On 25/04/05, Tim Starling timstarling@users.sourceforge.net wrote:
Modified Files: Parser.php Log Message: Cleared $wgLinkHolders after they are used. This fixes bug 1770 and probably improves performance too.
This change has the unfortunate side-effect that one can no longer replace the link holders from just one part of the page, as this will cause all the link targets to be effectively thrown away (with some rather amusing effects).
The only place I know that does this is the hack to make links within image captions not disappear. This is very hacky at the moment anyway, as it uses the $wgParser global from Linker.php, but I'm just about done rewriting that code such that that part (i.e. the parsing part) will be in Parser.php anyway.
Would it be ugly to add a parameter to switch off this clearing out, so that that approach could still be used?
Rowan Collins wrote:
On 25/04/05, Tim Starling timstarling@users.sourceforge.net wrote:
Modified Files: Parser.php Log Message: Cleared $wgLinkHolders after they are used. This fixes bug 1770 and probably improves performance too.
This change has the unfortunate side-effect that one can no longer replace the link holders from just one part of the page, as this will cause all the link targets to be effectively thrown away (with some rather amusing effects).

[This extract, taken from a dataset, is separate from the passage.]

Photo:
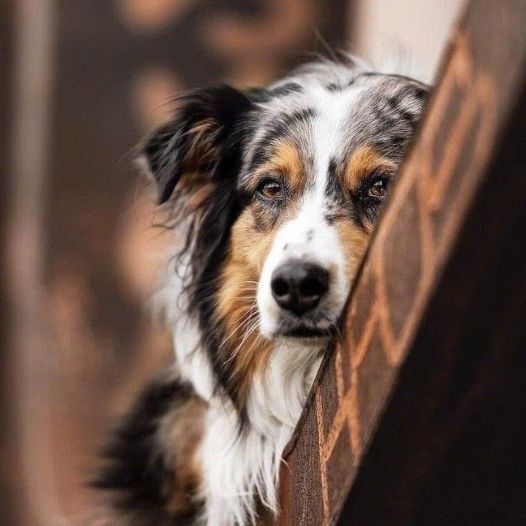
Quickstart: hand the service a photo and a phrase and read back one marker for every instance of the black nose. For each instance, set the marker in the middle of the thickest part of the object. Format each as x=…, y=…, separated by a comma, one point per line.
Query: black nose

The only place I know that does this is the hack to make links within image captions not disappear. This is very hacky at the moment anyway, as it uses the $wgParser global from Linker.php, but I'm just about done rewriting that code such that that part (i.e. the parsing part) will be in Parser.php anyway.

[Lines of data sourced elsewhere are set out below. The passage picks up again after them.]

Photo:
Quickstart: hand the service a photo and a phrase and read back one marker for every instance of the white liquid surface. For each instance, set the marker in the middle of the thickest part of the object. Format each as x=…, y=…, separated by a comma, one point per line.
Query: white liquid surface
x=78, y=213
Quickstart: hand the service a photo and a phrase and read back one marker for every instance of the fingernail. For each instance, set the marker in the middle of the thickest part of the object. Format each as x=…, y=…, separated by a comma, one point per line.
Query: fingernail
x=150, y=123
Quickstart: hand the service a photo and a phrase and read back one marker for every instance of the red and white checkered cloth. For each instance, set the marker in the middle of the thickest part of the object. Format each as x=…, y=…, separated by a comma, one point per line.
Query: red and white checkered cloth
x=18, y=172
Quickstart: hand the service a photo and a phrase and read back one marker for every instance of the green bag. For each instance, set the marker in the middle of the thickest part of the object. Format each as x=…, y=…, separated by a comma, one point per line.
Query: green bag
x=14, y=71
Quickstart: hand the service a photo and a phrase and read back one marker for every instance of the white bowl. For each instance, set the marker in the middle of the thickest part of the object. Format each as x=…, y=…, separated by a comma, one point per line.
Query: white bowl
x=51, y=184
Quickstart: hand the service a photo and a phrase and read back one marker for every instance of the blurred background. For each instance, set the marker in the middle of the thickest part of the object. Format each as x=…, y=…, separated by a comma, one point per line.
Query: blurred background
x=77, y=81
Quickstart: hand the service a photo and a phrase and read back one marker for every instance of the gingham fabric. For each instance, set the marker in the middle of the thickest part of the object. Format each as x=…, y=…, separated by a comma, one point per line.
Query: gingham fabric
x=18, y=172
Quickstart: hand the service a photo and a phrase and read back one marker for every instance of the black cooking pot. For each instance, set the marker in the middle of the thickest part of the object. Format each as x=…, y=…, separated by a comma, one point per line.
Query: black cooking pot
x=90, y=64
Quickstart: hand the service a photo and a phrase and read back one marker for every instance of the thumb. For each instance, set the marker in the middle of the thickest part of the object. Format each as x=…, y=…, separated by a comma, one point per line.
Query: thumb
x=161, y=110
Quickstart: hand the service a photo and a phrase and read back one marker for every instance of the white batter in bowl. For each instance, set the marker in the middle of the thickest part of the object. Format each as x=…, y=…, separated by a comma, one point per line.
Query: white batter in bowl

Would it be ugly to add a parameter to switch off this clearing out, so that that approach could still be used?
As I said on #mediawiki when I was whinging about bug 1770, if a solution involves globals, it's the wrong solution. I'm not surprised that my quick hack caused side-effects, but I really hate link table corruption so I wanted to fix that first.
Perhaps a better solution would be to break up Skin::makeLinkObj() to the point where a workalike function can be put in Parser with minimal code duplication. The function in Parser would add link holders to a Parser member variable, and the Skin::makeLinkObj() would just resolve links immediately. Skin::makeLinkObj() would mainly be called for navigation links and special pages.
Note that in 1.5 I have added a LinkBatch class, which makes it easy for special pages to add batches of links to the link cache with a single DB query.
-- Tim Starling
On 26/04/05, Tim Starling t.starling@physics.unimelb.edu.au wrote:
On 25/04/05, Tim Starling timstarling@users.sourceforge.net wrote:
As I said on #mediawiki when I was whinging about bug 1770, if a solution involves globals, it's the wrong solution. I'm not surprised that my quick hack caused side-effects, but I really hate link table corruption so I wanted to fix that first.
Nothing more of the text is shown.